Prrrring prrring. Prrrring prrrring. Who was that disturbing me on the ‘phone when I was busy doing nothing?
Ah, it was the working half of the household, requiring a jacket, cap and neck protection because he was working in full sun.
He took the cap the other day but without the neck protection.
‘Aren’t you going to take the neck bit?’ I asked.
‘I don’t want to look silly.’
He’d clearly decided that looking silly was better than burning.
After searching high and low in the flat, I eventually found the required goodies and dutifully trotted up to the job.
Clothing handed over, idle chat finished, I wandered off. Sensibly I had the camera with me and as the job was right opposite the botanical gardens, in I nipped.

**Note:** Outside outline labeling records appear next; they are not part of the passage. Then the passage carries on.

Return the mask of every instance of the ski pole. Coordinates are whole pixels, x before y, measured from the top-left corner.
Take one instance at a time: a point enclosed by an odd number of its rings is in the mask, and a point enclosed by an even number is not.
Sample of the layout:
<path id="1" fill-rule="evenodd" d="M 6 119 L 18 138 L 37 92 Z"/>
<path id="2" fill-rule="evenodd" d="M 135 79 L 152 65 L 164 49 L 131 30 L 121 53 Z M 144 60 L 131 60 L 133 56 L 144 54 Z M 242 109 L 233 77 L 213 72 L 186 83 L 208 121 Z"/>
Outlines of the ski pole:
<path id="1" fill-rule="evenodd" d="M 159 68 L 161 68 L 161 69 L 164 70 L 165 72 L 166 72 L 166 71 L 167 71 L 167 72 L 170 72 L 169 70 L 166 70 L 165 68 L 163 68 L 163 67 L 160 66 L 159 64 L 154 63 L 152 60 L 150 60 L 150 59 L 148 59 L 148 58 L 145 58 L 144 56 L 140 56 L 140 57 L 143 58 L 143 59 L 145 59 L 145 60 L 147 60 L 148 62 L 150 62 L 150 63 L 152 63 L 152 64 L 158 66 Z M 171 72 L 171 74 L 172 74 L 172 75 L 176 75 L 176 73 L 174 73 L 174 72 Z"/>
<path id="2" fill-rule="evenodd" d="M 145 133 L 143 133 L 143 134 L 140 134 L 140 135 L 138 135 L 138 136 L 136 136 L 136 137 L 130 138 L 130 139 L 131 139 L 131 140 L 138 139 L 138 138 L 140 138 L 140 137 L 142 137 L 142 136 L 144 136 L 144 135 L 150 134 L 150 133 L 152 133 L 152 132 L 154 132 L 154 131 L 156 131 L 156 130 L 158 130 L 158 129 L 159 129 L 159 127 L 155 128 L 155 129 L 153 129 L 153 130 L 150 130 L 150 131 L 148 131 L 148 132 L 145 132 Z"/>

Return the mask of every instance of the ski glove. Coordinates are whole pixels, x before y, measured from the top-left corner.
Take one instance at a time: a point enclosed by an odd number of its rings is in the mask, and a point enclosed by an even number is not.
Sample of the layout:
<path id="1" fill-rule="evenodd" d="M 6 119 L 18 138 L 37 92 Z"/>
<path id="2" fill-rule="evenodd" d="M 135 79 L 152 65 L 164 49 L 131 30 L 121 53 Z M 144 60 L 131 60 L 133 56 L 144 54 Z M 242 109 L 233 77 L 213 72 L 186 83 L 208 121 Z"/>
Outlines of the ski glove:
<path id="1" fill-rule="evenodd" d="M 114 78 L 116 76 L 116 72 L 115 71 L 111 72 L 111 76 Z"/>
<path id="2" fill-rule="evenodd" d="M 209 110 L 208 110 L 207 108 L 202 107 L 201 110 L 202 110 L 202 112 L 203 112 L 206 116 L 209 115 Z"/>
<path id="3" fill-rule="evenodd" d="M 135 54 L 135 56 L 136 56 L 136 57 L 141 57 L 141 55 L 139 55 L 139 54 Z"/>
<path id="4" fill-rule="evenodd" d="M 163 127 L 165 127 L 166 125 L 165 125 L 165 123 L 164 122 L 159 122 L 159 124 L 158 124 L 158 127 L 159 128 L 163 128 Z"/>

I’ve made a lot more effort this year to try and go in different months to see the changes. Although we have such a mild – sub-tropical – climate often with little variation in temperatures, it’s surprising how different the gardens can look.
Why is the street light on at 11am?
Round the gardens I went, anti-clockwise for once, and up to the native section, in the hopes that the rare and unique Gibraltar species may be in flower. My luck was in. The Gibraltar sea lavender was blooming. Well sort of. I was pretty disappointed in this one!
More about Gib’s rare plants on this post about the Alameda Gardens back in February.
But the fountain was nice. A cool and green spot in the heat of the day.
Better still were the two baby, or rather not so baby but young, seagulls who were out to play and testing their wings.
I decided to wander past the Wildlife Sanctuary or whatever it is called. I’ve never been in. Apart from the fact that it is a couple of quid (I think) I don’t like gawping at animals in cages.
When I went on the – free – tour round the gardens (monthly on a Saturday), we were told that the animals in the park mainly come from seizures by HM Customs of animals that were being smuggled. In which case, I suppose the park is a) better than them being killed and b) better than their probable destination.
We were also told that staff at the park had been trying to negotiate for animals to be transferred to larger zoos/parks/whatever in Spain – but the odd few problems with Gib and Spain put a stop to that.
They also have unwanted exotic pets and animals such as the Cotton-topped tamarin, on loan from international Zoos, to raise awareness of important endangered species.
The park aims to:
- provide the best possible care for all animals at the conservation park
- teach and inspire people of all ages and backgrounds to engage in conservation of wildlife and habitats
- take part in European and international breeding programmes which help protect endangered species
- raise awareness of conservation and biodiversity
- re-home confiscated animals they cannot house at the park
- educate and help people to choose exotic pets wisely whilst supporting international campaigns against the illegal pet trade.
Walking around the outside you can usually see a few birds and monkeys but they must all have been asleep or moved elsewhere. It doesn’t look too bad from this sneaky pic I took through a hole in the fencing.
But what saddos do this??
To end on a more cheerful note, here are the lovely fish from the pond in The Dell.
All flower posts from this trip will make their way onto Everypicturetellsone.
And Partner’s Spanish co-worker didn’t think he looked at all silly in his French foreign legion hat. In fact, he thought it was extremely sensible.